Your requirements might differ from the architecture described here. Use the following recommendations as a starting point.

  • VCN

    When you create a VCN, determine the number of CIDR blocks required and the size of each block based on the number of resources that you plan to attach to subnets in the VCN. Use CIDR blocks that are within the standard private IP address space.

    Select CIDR blocks that don't overlap with any other network (in Oracle Cloud Infrastructure, your on-premises data center, or another cloud provider) to which you intend to set up private connections.

    After you create a VCN, you can change, add, and remove its CIDR blocks.

    When you design the subnets, consider your traffic flow and security requirements. Attach all the resources within a specific tier or role to the same subnet, which can serve as a security boundary.

  • Object Storage

    Ingest all the log files into Oracle Cloud Infrastructure Object Storage. Determine the appropriate batch size based on business requirements and run the Data Flow applications to process the files.

  • Data Flow

    No special configuration is required. However, larger VM shapes for the Spark driver and executors are recommended based on the amount of log data being processed in each run of the application.

  • Oracle Autonomous Data Warehouse

    Ensure that the wallet required to access the data warehouse is stored in a secure place and can only be accessed by authorized users. One consideration for the deployment of Autonomous Data Warehouse would be to create this in a VCN as a Private Endpoint.

  • Security

    Use Oracle Cloud Infrastructure Identity and Access Management solution to apply policies and provide access to the users, groups and resources. The Spark application will need access to the buckets to read the log files. Use the vault service to store the password required for accessing Autonomous Data Warehouse.

Considerations

  • Frequency

    The frequency with which you execute your application depends on the volume and frequency of incoming log files. The Spark application should be written with an appropriate logic so it can handle this incoming batch of data. A general guideline is the time taken to process each batch should be aligned with the frequency of refresh required in the Autonomous Data Warehouse by downstream services consuming the processed output.

  • Performance

    Several factors affect performance, but the most important is the data distribution and partitioning of incoming log files. The Spark application can be run against each partition in parallel with OCPU and memory resources as required. Oracle Cloud Infrastructure Data Flow gives full elasticity to manage resources required for each execution of the application.

  • Security

    Use policies to restrict who can access Oracle Cloud Infrastructure resources and to what degree. Use Oracle Cloud Infrastructure Identity and Access Management (IAM) to assign privileges to specific users and user groups for both Data Flow and run management within Data Flow.

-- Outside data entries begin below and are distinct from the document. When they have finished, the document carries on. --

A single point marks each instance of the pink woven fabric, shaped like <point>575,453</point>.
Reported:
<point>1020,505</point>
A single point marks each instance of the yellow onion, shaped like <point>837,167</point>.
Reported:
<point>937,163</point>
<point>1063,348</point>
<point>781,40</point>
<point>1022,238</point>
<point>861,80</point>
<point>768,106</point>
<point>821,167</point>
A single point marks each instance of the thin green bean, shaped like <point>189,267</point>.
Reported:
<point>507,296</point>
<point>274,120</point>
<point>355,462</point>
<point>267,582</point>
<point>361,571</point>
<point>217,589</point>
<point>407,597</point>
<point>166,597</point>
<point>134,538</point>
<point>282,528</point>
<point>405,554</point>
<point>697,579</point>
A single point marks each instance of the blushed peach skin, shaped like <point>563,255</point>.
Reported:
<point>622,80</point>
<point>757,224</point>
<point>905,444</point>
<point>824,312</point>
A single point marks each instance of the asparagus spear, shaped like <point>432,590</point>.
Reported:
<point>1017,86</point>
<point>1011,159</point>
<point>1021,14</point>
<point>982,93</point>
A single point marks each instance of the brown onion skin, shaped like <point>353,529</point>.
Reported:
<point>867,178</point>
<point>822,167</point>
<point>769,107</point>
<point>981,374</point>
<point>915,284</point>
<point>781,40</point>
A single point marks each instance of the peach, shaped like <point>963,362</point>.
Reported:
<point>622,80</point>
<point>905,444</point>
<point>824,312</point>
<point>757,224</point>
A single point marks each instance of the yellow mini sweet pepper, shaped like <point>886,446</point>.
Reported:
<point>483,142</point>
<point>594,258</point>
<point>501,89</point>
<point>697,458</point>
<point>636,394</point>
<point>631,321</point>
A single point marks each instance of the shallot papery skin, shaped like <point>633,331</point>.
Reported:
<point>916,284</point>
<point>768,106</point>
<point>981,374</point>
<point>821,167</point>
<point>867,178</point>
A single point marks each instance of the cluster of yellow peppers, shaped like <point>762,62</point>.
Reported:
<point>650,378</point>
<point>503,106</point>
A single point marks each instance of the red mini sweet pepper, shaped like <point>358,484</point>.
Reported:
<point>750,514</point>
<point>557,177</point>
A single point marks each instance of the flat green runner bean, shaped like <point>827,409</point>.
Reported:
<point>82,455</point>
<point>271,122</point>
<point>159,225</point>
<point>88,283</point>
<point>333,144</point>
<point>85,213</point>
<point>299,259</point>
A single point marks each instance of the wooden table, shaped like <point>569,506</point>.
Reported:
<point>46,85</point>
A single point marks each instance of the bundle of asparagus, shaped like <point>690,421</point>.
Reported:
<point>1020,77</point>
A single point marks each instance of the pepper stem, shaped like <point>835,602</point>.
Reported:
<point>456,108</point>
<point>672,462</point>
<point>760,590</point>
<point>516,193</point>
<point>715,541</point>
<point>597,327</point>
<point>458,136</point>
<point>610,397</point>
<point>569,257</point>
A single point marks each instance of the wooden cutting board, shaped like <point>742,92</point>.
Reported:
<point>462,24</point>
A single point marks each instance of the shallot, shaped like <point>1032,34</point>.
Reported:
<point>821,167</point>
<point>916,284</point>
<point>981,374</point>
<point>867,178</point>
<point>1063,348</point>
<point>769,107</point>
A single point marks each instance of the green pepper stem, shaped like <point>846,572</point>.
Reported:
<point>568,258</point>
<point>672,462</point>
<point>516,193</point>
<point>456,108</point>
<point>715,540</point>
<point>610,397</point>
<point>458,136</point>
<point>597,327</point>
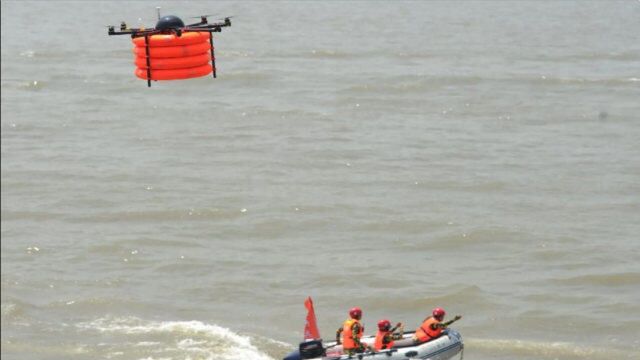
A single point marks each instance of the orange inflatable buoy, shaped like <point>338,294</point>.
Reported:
<point>173,57</point>
<point>175,74</point>
<point>173,51</point>
<point>173,63</point>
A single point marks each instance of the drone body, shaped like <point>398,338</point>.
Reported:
<point>172,50</point>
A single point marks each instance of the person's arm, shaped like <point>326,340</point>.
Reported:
<point>444,325</point>
<point>355,329</point>
<point>396,327</point>
<point>398,336</point>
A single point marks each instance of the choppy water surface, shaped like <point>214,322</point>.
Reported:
<point>480,156</point>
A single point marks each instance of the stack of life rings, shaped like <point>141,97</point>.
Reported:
<point>172,57</point>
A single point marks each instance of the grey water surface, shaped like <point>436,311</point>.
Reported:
<point>482,156</point>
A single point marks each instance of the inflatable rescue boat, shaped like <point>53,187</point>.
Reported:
<point>445,347</point>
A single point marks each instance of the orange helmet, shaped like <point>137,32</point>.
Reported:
<point>438,313</point>
<point>384,325</point>
<point>355,313</point>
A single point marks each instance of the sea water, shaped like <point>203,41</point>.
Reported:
<point>480,156</point>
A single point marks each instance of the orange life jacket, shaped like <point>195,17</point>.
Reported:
<point>425,332</point>
<point>379,344</point>
<point>347,334</point>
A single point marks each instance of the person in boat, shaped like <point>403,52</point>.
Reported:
<point>352,331</point>
<point>386,335</point>
<point>433,326</point>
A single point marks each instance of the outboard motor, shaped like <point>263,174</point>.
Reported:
<point>312,349</point>
<point>308,349</point>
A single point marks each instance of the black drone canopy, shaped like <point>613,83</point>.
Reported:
<point>169,22</point>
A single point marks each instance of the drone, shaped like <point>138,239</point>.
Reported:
<point>175,28</point>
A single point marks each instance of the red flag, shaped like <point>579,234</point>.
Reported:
<point>310,327</point>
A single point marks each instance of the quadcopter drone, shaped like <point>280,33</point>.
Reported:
<point>170,31</point>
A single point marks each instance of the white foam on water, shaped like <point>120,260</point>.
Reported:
<point>189,339</point>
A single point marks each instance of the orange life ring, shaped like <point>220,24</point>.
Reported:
<point>175,74</point>
<point>173,63</point>
<point>187,38</point>
<point>173,51</point>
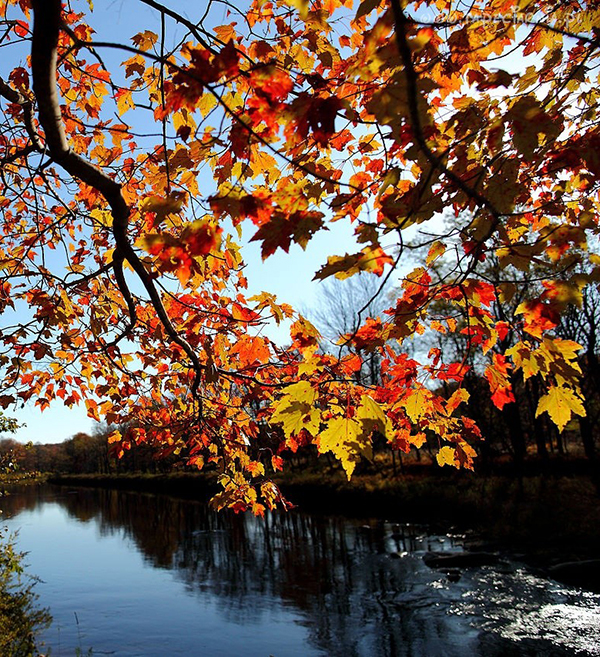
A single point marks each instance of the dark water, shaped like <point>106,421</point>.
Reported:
<point>135,574</point>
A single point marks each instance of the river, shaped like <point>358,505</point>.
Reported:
<point>144,575</point>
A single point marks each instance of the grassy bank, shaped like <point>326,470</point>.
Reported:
<point>546,518</point>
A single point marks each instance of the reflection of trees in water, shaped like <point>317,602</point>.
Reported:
<point>339,576</point>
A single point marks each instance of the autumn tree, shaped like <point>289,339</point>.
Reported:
<point>128,166</point>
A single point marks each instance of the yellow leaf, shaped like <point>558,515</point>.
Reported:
<point>373,417</point>
<point>446,456</point>
<point>348,442</point>
<point>560,403</point>
<point>114,437</point>
<point>458,397</point>
<point>415,406</point>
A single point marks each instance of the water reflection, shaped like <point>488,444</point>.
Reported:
<point>357,588</point>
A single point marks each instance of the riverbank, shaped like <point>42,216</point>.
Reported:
<point>543,518</point>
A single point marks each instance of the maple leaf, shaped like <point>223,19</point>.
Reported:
<point>560,403</point>
<point>347,440</point>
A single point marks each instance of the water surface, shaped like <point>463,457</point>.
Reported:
<point>137,574</point>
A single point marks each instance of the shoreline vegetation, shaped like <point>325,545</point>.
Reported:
<point>544,516</point>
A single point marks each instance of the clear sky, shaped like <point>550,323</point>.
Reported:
<point>289,276</point>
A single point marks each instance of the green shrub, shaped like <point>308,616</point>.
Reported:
<point>20,617</point>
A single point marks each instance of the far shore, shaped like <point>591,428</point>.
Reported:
<point>543,519</point>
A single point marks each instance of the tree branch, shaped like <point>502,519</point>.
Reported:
<point>46,28</point>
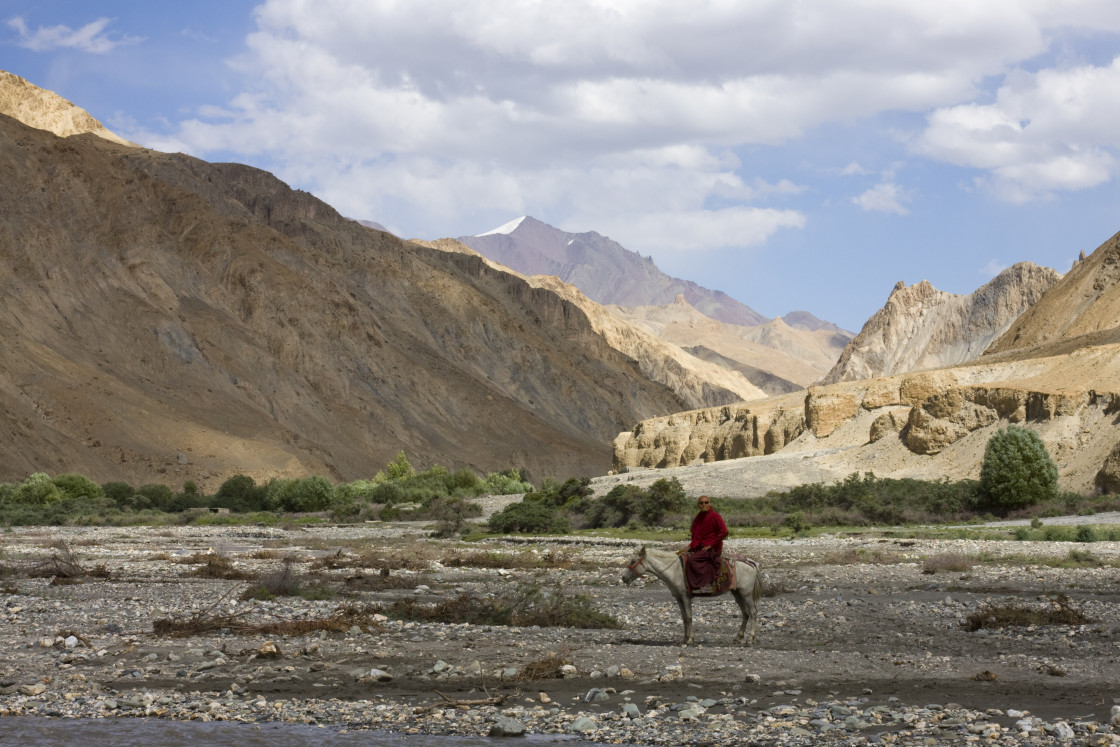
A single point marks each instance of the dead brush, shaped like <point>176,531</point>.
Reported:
<point>286,582</point>
<point>63,567</point>
<point>1058,612</point>
<point>550,668</point>
<point>381,581</point>
<point>511,560</point>
<point>860,556</point>
<point>952,562</point>
<point>220,567</point>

    Encryption is enabled for Oracle Cloud Infrastructure Object Storage by default and can’t be turned off.

  • Cost

    Oracle Cloud Infrastructure Data Flow is pay per use, so you pay only when you run the Data Flow application, not when you create it. It is advisable to store the logs using different tiers available: Object Store ("hot" storage) and Archive Store ("cold" storage). The processed data can then be stored in Autonomous Data Warehouse.

Deploy

The Terraform code for this reference architecture is available on GitHub.

  1. Go to GitHub.
  2. Clone or download the repository to your local computer.
  3. Follow the instructions in the README document.

Change Log

This log lists only the significant changes:

June 2, 2021 Added link to tutorial and added the Deploy section.